In the Greek understanding, matter was inferior to the spirit and, therefore, the body was considered as a limitation and a prison, whereas the value of a person was his soul. The Resurrection of Jesus upsets the natural order and the anthropological and moral system. In the world, in fact, everything seems to be moving towards death and dissolution, whereas Jesus is alive forever. “Immortality takes its meaning of communion with God and with humanity as a whole”, writes Benedict XVI. Paul says to the Romans: “If the Spirit of Him who raised Jesus from the dead dwells in you, He who raised Christ from the dead will also give life to your mortal bodies through His Spirit who dwells in you” (RM 8, 11).
Yet, if the doctrine of the Resurrection seemed in stark contrast with the dominant scientific theories back in time, today, when science has changed its logical and cultural paradigms, and has discovered entropy and negentropy, destruction and transformation are two inseparable principles, both of which are essential for life.

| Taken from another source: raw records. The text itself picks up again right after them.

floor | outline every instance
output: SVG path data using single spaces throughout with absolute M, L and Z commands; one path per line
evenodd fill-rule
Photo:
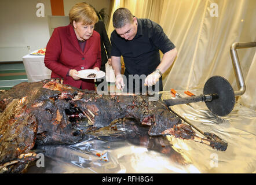
M 24 82 L 28 78 L 23 61 L 0 62 L 0 90 L 9 90 Z M 108 83 L 108 92 L 119 92 L 114 83 Z
M 28 82 L 22 61 L 0 62 L 0 90 L 9 90 L 23 82 Z

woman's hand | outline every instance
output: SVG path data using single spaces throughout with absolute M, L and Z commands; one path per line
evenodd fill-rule
M 78 72 L 75 69 L 71 69 L 70 71 L 70 76 L 71 76 L 74 80 L 79 80 L 80 77 L 78 76 Z
M 97 68 L 97 67 L 94 68 L 93 69 L 94 69 L 94 70 L 97 70 L 97 71 L 100 71 L 100 68 Z

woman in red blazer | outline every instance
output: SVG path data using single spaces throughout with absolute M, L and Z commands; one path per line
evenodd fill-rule
M 76 4 L 70 11 L 70 24 L 54 29 L 46 46 L 45 66 L 51 77 L 63 78 L 63 83 L 81 89 L 95 90 L 94 80 L 80 79 L 78 71 L 100 70 L 100 37 L 93 30 L 98 18 L 89 4 Z

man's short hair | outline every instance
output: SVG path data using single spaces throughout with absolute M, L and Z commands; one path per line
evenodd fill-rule
M 129 10 L 120 8 L 113 14 L 113 27 L 115 28 L 120 28 L 127 23 L 132 23 L 133 17 Z

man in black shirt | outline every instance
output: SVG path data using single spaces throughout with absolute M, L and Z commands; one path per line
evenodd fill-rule
M 138 75 L 145 76 L 140 83 L 140 92 L 143 85 L 155 85 L 155 88 L 162 91 L 162 74 L 171 66 L 177 50 L 162 27 L 149 19 L 137 18 L 125 8 L 119 8 L 115 12 L 113 25 L 115 30 L 111 36 L 111 63 L 115 71 L 116 87 L 123 90 L 126 81 L 127 87 L 130 84 L 130 89 L 133 87 L 134 92 L 134 89 L 138 87 L 135 86 L 138 78 L 134 78 L 131 83 L 129 77 L 130 75 Z M 163 53 L 162 61 L 159 49 Z M 126 68 L 125 82 L 120 73 L 121 56 Z

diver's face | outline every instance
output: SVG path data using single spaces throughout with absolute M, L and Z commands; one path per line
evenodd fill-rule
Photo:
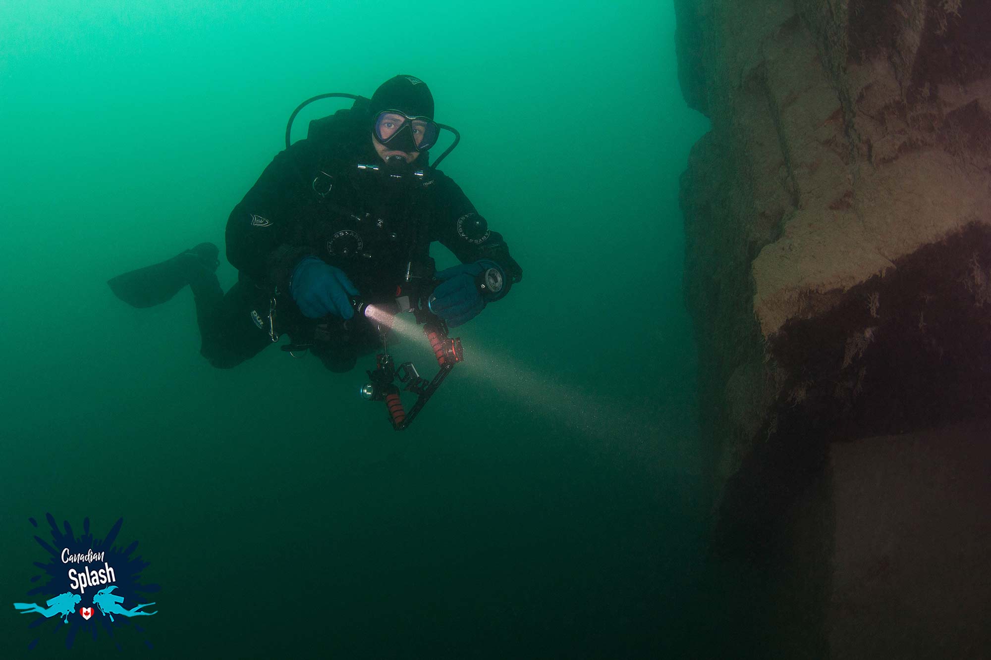
M 385 159 L 390 156 L 401 156 L 406 163 L 412 163 L 420 156 L 419 152 L 408 154 L 406 152 L 397 152 L 394 149 L 389 149 L 385 145 L 379 142 L 375 136 L 372 136 L 372 143 L 375 145 L 375 150 L 379 152 L 379 158 L 381 158 L 384 163 L 385 162 Z

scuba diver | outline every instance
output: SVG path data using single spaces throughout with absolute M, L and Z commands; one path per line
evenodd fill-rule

Thus, the Resurrection cannot be challenged in the name of and on behalf of science. It remains a truth and a mystery of faith, which can even find an ally in science. Literally, Resurrection means “returning into light” or “getting up after a fall”. Vibrational medicine considers man in his bodily multidimensionality, soul and spirit, and contemporary science says that we are energy. Einstein’s principle of relativity, expressed by the formula “E = mc²”, tells us that there is reversibility between matter and energy. As to the fall, Jesus gave his life for us, to raise us from sin, thus in Christ and for Christ we are alive forever, we return from the darkness of sin into light and He raises us again in Grace. At the end of times, the sin will be crushed and death will be defeated. We will resurrect in the flesh, in the likeness of Jesus, and we will live forever in the Kingdom of God on Earth. That is our hope, that is our faith.